Following a memorandum of understanding between the Nanded village Panchayat and Leighton Ose, a global construction major, in January 2008, it was decided in the middle of the year that the school would be relocated in the village, reports Rajesh Jauhri.

india Updated: Jun 09, 2009 00:54 IST
Rajesh Jauhri

It’s a 125-step steep climb, before you reach there. Well, it’s not a temple where you don’t mind a torturous journey.

It’s a government high school on a hilltop on the Agra-Mumbai Road near Mhow —about 35 km from Indore in Madhya Pradesh.

It was shifted to this village, Nanded, as the old school building had to be demolished for the Rau-Khalghat National Highway project along the Agra-Mumbai Road.

And the only place the authorities could find was this hilltop.

Following a memorandum of understanding between the Nanded village Panchayat and Leighton Ose, a global construction major, in January 2008, it was decided in the middle of the year that the school would be relocated in the village. Village Sarpanch Sorambai Makwana told the Hindustan Times that the school had to be shifted to the hilltop as that was the only big plot of land available.

Makwana said, “The new building is considered to be a gift. The earlier one was on only two bighas of land (one bigha is 3,025 square yards), while the new one boasts of eight bighas.”

He said, “Earlier, there were six rooms in the school, but now 13 rooms have been built, besides six additional rooms constructed by the Panchayat. The facilities are far better and the playground far bigger.”

Classes began on April 15 when the new academic year began this year.

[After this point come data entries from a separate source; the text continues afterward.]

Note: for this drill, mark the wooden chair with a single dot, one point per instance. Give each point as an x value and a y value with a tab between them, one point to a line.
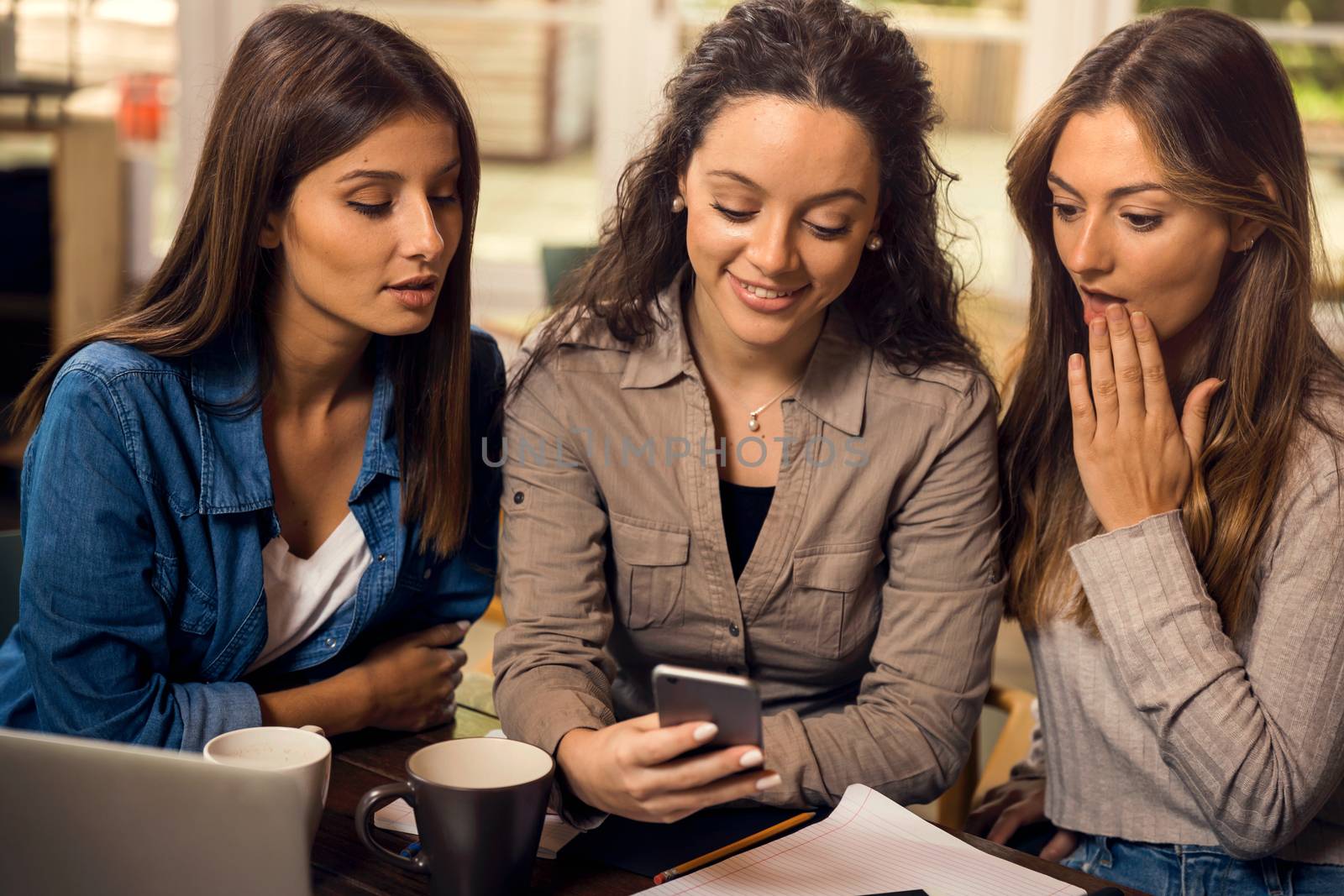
1011	747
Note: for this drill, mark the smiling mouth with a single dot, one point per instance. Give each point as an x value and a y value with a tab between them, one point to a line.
765	291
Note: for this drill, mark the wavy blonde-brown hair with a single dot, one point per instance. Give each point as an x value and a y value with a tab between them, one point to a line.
1216	113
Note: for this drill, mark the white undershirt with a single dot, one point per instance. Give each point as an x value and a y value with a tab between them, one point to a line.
302	594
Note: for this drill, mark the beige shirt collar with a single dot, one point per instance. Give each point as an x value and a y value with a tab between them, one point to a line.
833	387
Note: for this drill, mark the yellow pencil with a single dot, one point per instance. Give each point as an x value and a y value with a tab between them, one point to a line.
734	848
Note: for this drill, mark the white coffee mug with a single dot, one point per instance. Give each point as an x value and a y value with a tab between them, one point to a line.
304	755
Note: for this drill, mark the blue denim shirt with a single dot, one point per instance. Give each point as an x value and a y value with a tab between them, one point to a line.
144	512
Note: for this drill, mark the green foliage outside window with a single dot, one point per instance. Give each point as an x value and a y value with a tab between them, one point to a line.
1317	71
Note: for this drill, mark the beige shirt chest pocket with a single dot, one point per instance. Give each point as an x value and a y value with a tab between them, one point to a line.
649	569
833	609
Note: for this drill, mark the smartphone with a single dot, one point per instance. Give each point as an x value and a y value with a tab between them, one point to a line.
732	703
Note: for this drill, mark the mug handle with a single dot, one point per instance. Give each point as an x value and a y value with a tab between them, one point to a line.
371	802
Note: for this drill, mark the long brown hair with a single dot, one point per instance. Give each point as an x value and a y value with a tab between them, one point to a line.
1215	110
304	86
822	53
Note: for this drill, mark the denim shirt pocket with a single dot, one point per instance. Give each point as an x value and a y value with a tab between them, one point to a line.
830	611
190	609
649	571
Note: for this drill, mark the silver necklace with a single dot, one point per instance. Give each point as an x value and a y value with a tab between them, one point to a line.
752	422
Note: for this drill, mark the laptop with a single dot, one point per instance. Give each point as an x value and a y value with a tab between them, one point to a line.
92	817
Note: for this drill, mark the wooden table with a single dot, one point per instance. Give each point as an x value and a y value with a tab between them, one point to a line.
342	867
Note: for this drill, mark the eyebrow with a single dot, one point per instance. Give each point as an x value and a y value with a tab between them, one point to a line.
393	175
844	192
1115	194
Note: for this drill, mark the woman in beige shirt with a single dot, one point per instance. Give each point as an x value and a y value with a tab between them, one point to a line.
1171	474
754	439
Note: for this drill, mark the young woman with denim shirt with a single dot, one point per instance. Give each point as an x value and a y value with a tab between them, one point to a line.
1171	468
252	497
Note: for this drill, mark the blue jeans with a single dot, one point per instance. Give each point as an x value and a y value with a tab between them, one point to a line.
1164	869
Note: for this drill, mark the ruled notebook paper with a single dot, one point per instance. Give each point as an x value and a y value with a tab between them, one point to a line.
867	846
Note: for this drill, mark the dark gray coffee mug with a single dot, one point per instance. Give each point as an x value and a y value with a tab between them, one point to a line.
479	808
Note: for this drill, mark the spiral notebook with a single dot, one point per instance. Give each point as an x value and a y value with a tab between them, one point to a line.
867	846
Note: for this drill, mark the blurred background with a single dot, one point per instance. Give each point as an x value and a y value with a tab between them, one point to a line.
102	103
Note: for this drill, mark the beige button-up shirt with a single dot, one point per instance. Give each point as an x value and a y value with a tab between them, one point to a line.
867	610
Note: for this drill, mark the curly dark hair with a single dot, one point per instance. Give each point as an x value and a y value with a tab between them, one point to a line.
826	54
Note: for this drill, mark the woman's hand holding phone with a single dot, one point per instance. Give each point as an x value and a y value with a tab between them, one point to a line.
638	770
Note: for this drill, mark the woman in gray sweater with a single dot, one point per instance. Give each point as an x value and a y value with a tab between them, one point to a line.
1173	512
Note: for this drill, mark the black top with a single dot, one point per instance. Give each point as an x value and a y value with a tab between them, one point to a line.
743	515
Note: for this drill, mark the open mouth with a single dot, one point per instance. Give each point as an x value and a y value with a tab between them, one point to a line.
416	282
1095	295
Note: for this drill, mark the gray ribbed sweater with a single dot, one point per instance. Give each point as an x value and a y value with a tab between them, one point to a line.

Now, the school is closed for summer vacations, to be reopened on July 1. The only hitch, however, seems to be the climb.

But a village Panch, Sahdev (who uses only his first name), said rural children are tougher than their urban counterparts. Such conditions will help them become even tougher.

Although there are allegations that the builder had not completed an approach road and a boundary wall, as were stipulated in the agreement, an official, who did not want to be quoted, said it would be done very soon.